Ele não se mexeu, apenas lambeu uma última vez o que estava provando e retirou os dedos, afastando-se depois de algum tempo e olhando diretamente nos olhos dela. As orbes castanhas da garota possuíam um brilho único, e as pálpebras estavam um pouco baixas, como se ela estivesse muito cansada. Já os olhos azuis escuros de Scabior estavam atentos a todo movimento, e permaneciam escuros de desejo.

Ele fechou o roupão dela, amarrando de forma frouxa a faixa em seu corpo delicado e se levantou de onde estava, ainda de frente para ela.
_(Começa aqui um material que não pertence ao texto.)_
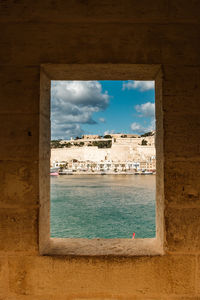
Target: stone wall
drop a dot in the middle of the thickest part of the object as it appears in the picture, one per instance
(142, 32)
(116, 153)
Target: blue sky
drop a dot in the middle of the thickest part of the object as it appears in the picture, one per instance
(101, 107)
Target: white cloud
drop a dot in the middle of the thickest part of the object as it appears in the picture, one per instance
(102, 120)
(72, 104)
(147, 112)
(146, 109)
(109, 132)
(140, 85)
(140, 129)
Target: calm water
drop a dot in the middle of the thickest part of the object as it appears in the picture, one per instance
(109, 206)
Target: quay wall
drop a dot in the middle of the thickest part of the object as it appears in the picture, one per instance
(93, 153)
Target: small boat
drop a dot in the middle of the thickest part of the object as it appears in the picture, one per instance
(146, 173)
(54, 174)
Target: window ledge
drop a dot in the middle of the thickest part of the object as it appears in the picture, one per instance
(102, 247)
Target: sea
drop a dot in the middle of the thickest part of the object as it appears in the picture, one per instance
(103, 206)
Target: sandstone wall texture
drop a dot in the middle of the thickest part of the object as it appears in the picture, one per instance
(162, 32)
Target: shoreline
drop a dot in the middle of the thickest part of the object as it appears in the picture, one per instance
(102, 173)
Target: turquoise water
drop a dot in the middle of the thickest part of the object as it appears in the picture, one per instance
(109, 206)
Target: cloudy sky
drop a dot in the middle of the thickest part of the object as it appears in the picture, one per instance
(101, 107)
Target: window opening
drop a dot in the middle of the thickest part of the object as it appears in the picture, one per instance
(103, 159)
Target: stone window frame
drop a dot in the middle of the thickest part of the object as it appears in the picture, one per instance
(97, 247)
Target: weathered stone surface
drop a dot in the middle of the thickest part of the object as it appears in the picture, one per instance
(141, 43)
(22, 84)
(182, 229)
(38, 32)
(182, 179)
(19, 134)
(18, 230)
(19, 184)
(3, 276)
(158, 275)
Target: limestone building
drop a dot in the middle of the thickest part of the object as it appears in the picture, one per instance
(160, 32)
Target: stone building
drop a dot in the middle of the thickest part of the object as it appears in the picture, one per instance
(160, 32)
Inclinou-se um pouco e sua boca encontrou a boca entreaberta dela. Não a beijou de forma longa, apenas sugou de forma sensual o lábio inferior da garota.

A mão áspera e masculina enfiou-se por debaixo dos cabelos, encontrando a nuca dela, e ele fitou os olhos castanhos. Apenas os fitou, sem lhe dizer nada. E segundos depois sentiu o peso do corpo dela encontrar totalmente o seu braço. Ela havia caído em um sono profundo, adormecendo quase que de forma instantânea em seus braços.

Scabior sorriu maliciosamente, ao mesmo tempo em que a pegava no colo com facilidade e corria os olhos pelo apartamento, procurando pela porta que dava acesso ao quarto.